特に点を取ると言った部分では、技術的・体力的な問題に加え、上で書いたように精神面での問題が大きいのではと思ってしまします。オーバーエイジを使わなかった件を今さらどうこう言うつもりはありませんが、今考えると幡戸みたいに技術・戦術云々よりもまずは気持ちでプレーをする選手を入れておいたらおもしろかったのではと思います。ナイジェリア戦での安田からの決定的なセンタリングの場面で、なぜ谷口は左足を蹴りぬかず右足をあてに行ったのか?幡戸だったら体で(気持ちで)押し込んでいたかもしれません。そう言う強い気持ちが必要なのかもしれません。

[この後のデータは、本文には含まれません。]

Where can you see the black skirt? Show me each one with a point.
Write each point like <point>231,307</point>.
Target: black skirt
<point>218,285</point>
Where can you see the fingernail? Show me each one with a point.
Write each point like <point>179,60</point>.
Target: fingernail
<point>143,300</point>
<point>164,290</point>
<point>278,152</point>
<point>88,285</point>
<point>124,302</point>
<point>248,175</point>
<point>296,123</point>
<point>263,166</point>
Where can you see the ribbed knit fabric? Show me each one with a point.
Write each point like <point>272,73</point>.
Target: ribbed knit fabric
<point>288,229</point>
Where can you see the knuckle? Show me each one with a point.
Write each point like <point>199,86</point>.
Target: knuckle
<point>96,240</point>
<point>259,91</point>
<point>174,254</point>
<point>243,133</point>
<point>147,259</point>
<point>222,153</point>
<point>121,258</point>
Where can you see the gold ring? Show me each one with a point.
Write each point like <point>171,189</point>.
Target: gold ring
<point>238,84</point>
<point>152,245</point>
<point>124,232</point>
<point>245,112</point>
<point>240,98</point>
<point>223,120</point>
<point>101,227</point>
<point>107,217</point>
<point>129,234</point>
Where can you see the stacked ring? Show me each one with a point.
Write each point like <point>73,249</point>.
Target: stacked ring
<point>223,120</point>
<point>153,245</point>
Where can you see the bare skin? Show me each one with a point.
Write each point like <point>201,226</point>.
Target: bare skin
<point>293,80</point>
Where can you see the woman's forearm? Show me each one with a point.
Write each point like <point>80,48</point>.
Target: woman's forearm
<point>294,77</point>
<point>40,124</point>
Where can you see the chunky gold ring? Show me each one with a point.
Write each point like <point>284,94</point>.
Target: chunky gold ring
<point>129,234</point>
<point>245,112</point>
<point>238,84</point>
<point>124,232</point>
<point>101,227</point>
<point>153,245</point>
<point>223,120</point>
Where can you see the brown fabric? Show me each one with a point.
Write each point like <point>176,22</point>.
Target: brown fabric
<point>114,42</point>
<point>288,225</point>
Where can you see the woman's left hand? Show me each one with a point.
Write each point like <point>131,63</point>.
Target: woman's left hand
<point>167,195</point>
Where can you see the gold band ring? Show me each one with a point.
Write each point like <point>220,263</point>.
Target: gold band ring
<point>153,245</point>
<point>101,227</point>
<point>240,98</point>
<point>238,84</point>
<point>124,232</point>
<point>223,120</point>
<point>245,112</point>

じゃあ強い気持ちを持って戦えば日本の決定力不足が解消されるかと言えば、そうは行かないのは自明の理です。私自身は、反町監督や岡田監督なども言っていた(と思います)、決定率が悪いのなら、例えば他の国が3回のチャンスで1点取れるところを日本は5回に1度しか点を取れる確率がないのなら、ゴールチャンスをその分多く作るしかないだろう、と言う考え方、それを突き詰めていくしかないのではと言う考えで、現時点で良いのではと思っています。ただオリンピックでは実践はされていなかった…!日本人の得意とするところのパス回し(これもアジアレベルの話で世界レベルではまだまだでした)と運動量(こちらも走り負けていましたが)でサイドをえぐるところまで行ったのに、センタリングの質が悪くシュートまで行けなかった。ペナルティーエリア前でシュートが打てるところで打たずにパスを回し続けたetc.…!これはこの数年間すっとフル代表でも言われ続けてきたことです。いわゆるきれいなサッカーでは点が取れないよと言う事を、このオリンピックで改めて再認識したに過ぎないような気がします。

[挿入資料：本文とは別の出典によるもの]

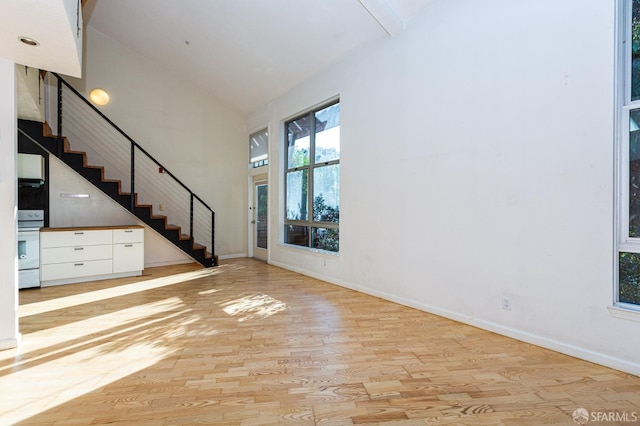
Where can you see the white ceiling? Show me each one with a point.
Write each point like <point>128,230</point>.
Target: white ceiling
<point>247,52</point>
<point>55,24</point>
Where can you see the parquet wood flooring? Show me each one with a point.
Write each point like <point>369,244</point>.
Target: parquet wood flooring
<point>252,344</point>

私の考えは、「日本サッカーの方向性は間違っていないけど、それを具現化させるところで行き詰っている、さあどうしよう…?」というところです。ここで方向性を変える必要はないと思います。ベースは今のまま進歩していけばよいと思いますが、もうひとつ上のステージに行くには、殻を破る様な人材が必要なのかなとも思います。

まだオランダ戦が有ります。オリンピック代表の選手には是非日本が世界に通用するための日本のサッカーというもののヒントを、つかんでほしいと思います。

まとまりのない文章で済みませんが、オリンピックで2試合見ての勝手な意見でした。